News Alert: Citius Pharmaceuticals Receives FDA Approval For LYMPHIR™ (Denileukin Diftitox-Cxdl) Immunotherapy For The Treatment Of Adults With Relapsed Or Refractory Cutaneous T-Cell Lymphoma. Click to Read More.

Petroleo Brasileiro SA Petrobras (ADR)(NYSE:PBR) reported that the exchange rate environment was better compared to the same quarter, a year earlier. In terms of Brent, the company posted a jump in 2Q2016 compared to 1Q2016 averaging at $46 per barrel.

The performance

Petroleo Brasilerio reported that the gross results showed an increase of BRL22.2 billion. The major factor that resulted in this increase was the higher production of gas and oil, which resulted in an improvement in the exports of crude oil and oil products. There was a decline in the sales of gasoline though the total sales led to decline in power and gasoline. It was due to increased expenses and lower power generation.

The operating results showed a decline of 12% reduction compared to 1Q2016. This decline can be attributed to some non-recurring costs and expenses related with the voluntary incentive plan. Also, there was an impairment charge of BRL1.2 million due to the re-assessment of the new. The other factors include exploratory blocks and higher expenses due to low economies. The company is downsizing and it’s a development of BRL2.2 million.

The highlights

Petroleo Brasilerio reported that in 2Q2016, there was a 38% decline in finance costs due to dollar appreciation compared to the euro. The company added that in the present scenario their highest net exposure is in U.S. dollar terms compared to euro. It is the prime reason the company was able to record decline in finance expenses.

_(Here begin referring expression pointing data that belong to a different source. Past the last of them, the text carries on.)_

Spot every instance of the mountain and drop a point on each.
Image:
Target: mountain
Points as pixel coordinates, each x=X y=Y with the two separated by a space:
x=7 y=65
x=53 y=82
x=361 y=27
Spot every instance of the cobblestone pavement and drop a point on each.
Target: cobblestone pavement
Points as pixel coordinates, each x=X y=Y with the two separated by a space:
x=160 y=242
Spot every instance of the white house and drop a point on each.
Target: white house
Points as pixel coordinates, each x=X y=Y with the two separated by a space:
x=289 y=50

When this improvement is compared to the performance in the first semester of this year, the depreciation resulted in increased finance costs. In net result terms, Petroleo Brasilerio witnessed a reversal in growth losses, when compared to the same period, a year earlier. This decline can be attributed to better bet financial performance and lower expense, which more than balances this decline in operating results.